I respectfully disagree that there were not some very hard questions asked of both candidates. Though I had mostly made my own decision relatively early, some of the hard questions asked made me second guess and decide for myself whether those issues brought up were ones I was concerned about. It's up to us as voters to decide whether we think those questions were answered appropriately.
Anyway, I agree that the media's affiliations oughtn't enter into their reporting. However, as I said, I think that's an intractable problem, since human beings by their very nature are biased beings. That being said, one means of combatting the problem is by increasing transparency and disclosure in the media (i.e. the media fully disclosing whom they support and why, so that media consumers can judge the news they receive via that media through the filter of that knowledge).

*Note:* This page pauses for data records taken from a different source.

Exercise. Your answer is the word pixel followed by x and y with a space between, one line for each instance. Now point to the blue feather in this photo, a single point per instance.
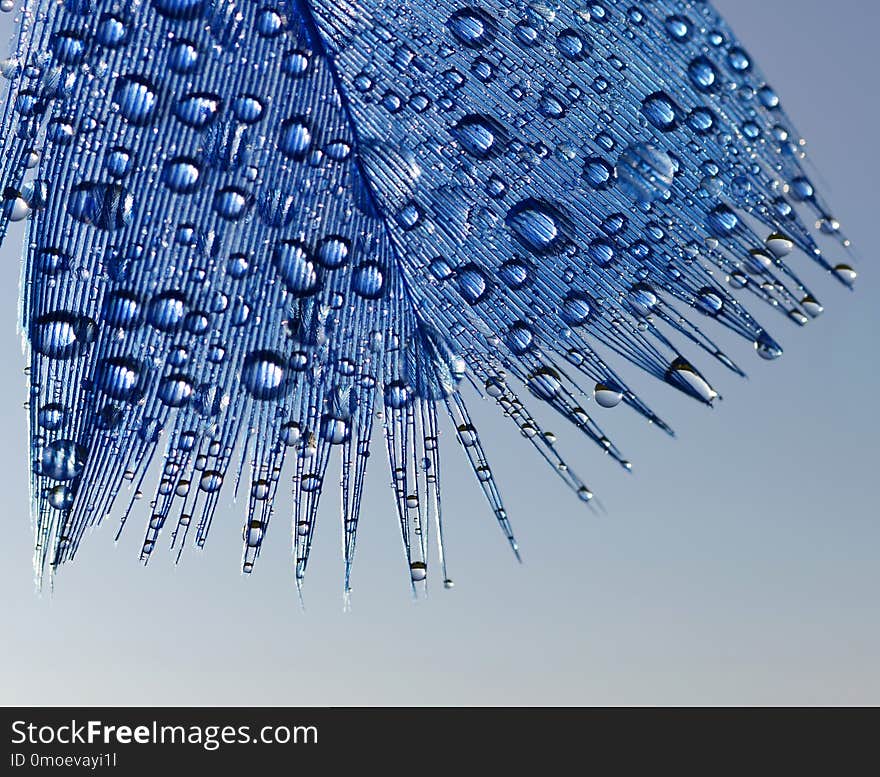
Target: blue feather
pixel 252 229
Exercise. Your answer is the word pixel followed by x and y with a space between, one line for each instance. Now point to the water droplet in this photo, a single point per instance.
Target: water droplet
pixel 198 109
pixel 645 173
pixel 607 394
pixel 62 460
pixel 538 225
pixel 137 98
pixel 472 27
pixel 264 374
pixel 296 268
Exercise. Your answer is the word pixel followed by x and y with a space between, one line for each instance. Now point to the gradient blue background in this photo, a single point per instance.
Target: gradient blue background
pixel 737 565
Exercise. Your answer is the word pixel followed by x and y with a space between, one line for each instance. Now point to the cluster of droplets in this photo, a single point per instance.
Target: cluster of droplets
pixel 291 220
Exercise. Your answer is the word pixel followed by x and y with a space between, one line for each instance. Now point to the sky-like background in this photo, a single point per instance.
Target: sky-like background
pixel 737 565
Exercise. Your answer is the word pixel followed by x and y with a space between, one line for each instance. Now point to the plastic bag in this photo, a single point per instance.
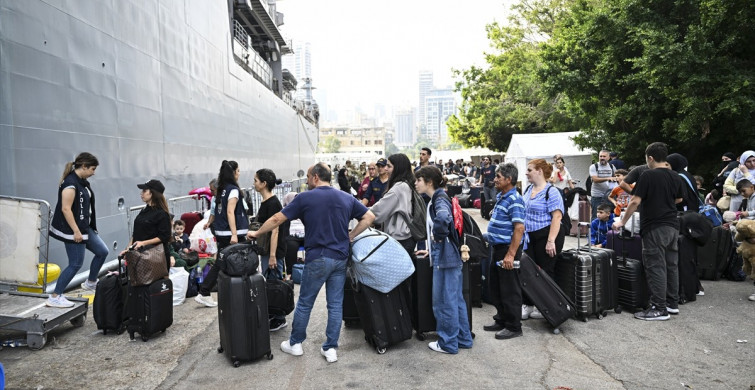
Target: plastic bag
pixel 202 240
pixel 180 279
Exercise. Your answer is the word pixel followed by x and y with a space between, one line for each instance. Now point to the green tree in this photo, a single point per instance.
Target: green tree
pixel 507 97
pixel 330 144
pixel 679 71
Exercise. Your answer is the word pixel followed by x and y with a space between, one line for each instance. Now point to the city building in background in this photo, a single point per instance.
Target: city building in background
pixel 440 104
pixel 404 126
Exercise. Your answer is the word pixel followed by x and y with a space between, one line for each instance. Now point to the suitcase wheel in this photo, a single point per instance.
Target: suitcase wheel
pixel 78 322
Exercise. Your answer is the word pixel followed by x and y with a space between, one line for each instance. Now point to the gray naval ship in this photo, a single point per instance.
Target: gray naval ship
pixel 163 89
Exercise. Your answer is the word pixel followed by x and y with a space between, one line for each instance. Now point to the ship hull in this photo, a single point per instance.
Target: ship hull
pixel 149 87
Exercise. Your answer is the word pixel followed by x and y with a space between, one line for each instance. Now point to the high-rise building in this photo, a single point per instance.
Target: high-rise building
pixel 425 85
pixel 440 104
pixel 404 121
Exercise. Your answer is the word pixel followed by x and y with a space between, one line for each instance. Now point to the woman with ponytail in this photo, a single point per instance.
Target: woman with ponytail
pixel 74 223
pixel 231 222
pixel 274 257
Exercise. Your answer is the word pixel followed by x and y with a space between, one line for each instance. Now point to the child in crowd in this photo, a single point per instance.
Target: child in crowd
pixel 618 196
pixel 181 241
pixel 600 226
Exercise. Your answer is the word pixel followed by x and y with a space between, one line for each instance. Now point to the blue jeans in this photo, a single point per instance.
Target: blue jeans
pixel 76 252
pixel 332 273
pixel 265 261
pixel 450 310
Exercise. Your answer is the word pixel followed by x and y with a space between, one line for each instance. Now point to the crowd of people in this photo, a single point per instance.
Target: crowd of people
pixel 531 220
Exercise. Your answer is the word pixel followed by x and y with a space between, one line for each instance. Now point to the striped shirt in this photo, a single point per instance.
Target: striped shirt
pixel 538 211
pixel 508 210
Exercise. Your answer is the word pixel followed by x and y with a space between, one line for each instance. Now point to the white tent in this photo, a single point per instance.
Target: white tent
pixel 526 147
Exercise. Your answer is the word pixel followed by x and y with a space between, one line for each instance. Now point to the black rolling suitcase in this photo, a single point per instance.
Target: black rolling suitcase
pixel 588 277
pixel 243 317
pixel 385 317
pixel 633 292
pixel 350 312
pixel 713 257
pixel 688 280
pixel 149 308
pixel 547 296
pixel 475 282
pixel 109 303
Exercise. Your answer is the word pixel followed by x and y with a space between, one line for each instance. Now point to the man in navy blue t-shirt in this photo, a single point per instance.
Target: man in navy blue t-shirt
pixel 325 212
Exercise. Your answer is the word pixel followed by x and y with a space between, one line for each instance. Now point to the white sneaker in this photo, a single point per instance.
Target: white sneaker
pixel 330 355
pixel 59 301
pixel 526 311
pixel 89 287
pixel 293 349
pixel 535 313
pixel 435 347
pixel 205 300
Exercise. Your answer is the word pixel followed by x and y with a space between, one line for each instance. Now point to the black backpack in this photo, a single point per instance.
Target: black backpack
pixel 417 221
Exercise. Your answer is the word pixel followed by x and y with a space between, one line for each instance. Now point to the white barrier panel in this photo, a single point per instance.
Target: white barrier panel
pixel 20 224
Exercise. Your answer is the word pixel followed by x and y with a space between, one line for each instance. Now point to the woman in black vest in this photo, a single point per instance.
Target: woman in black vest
pixel 152 225
pixel 231 222
pixel 74 223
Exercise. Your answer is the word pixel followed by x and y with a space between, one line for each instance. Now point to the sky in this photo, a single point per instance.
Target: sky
pixel 370 52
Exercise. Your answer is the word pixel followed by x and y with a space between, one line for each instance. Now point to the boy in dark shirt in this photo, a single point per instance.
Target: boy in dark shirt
pixel 656 193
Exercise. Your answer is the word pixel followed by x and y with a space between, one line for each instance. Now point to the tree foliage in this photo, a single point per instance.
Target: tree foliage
pixel 679 71
pixel 623 72
pixel 507 97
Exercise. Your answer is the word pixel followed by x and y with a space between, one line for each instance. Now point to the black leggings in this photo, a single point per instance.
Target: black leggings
pixel 212 276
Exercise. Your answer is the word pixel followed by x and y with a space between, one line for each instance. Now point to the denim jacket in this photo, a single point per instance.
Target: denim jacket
pixel 444 246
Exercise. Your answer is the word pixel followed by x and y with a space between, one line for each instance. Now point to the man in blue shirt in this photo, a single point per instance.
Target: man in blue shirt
pixel 505 232
pixel 325 212
pixel 488 179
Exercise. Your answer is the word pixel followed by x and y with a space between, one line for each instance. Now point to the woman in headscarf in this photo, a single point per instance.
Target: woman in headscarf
pixel 746 170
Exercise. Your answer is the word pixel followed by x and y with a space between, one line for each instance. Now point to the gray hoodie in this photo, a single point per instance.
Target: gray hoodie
pixel 391 210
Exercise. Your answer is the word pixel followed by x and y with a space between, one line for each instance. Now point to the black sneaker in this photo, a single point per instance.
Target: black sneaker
pixel 653 314
pixel 276 324
pixel 494 327
pixel 507 334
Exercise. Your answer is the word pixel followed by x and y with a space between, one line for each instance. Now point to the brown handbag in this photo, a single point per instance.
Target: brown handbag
pixel 146 265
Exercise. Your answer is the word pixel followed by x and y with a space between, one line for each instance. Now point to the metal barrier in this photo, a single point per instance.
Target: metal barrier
pixel 44 218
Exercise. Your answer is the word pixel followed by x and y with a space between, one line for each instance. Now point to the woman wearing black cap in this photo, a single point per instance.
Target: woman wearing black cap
pixel 152 225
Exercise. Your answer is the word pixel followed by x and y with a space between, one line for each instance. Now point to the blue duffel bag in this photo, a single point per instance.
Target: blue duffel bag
pixel 379 261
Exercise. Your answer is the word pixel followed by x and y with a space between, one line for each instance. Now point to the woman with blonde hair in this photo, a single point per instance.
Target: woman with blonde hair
pixel 544 208
pixel 75 223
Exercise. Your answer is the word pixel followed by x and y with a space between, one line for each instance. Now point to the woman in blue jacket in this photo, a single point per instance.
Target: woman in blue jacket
pixel 448 302
pixel 74 223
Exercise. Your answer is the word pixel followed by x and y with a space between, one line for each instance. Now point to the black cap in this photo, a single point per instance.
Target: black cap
pixel 153 185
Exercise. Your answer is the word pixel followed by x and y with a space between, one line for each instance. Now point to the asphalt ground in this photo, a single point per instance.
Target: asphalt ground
pixel 702 348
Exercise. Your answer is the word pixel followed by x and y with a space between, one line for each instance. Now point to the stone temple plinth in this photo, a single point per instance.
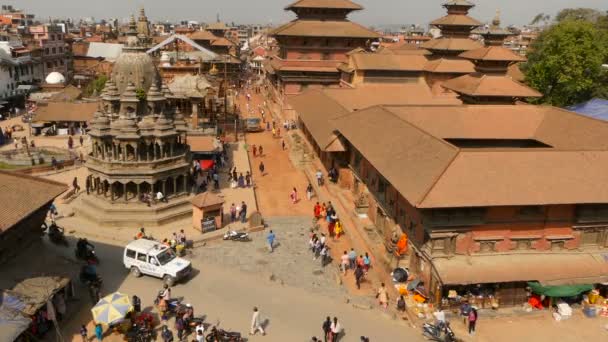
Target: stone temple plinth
pixel 138 148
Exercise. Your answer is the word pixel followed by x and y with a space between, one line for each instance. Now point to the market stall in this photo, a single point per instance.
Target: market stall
pixel 42 301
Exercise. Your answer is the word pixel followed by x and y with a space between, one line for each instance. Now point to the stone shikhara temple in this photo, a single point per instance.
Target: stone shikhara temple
pixel 138 145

The problem with this, however, is it violates the principle of a secret ballot by exposing the voting paterns of those in the media.
On the other hand, it is relatively easy to discern the general political leanings of any given media outlet, I think. And this fact has contributed to another problem: people on the right get their news predominately from news sources that have a rightward leaning reporting, and people on the left get their news from leftward leaning media. The result is a politically segregated information gap, where each side is only informed by their own echo chambers. I actually make it a personal pursuit to seek out news and ideas from the opposite side--which actually lead me to, at least temporarily, change my political leanings during this election cycle--but this isn't the kind of thing you can mandate... You can't force the media to be completely unbiased, really, and you can't force voters either to inform themselves or, when doing so, to inform themselves in an unbiased fashion.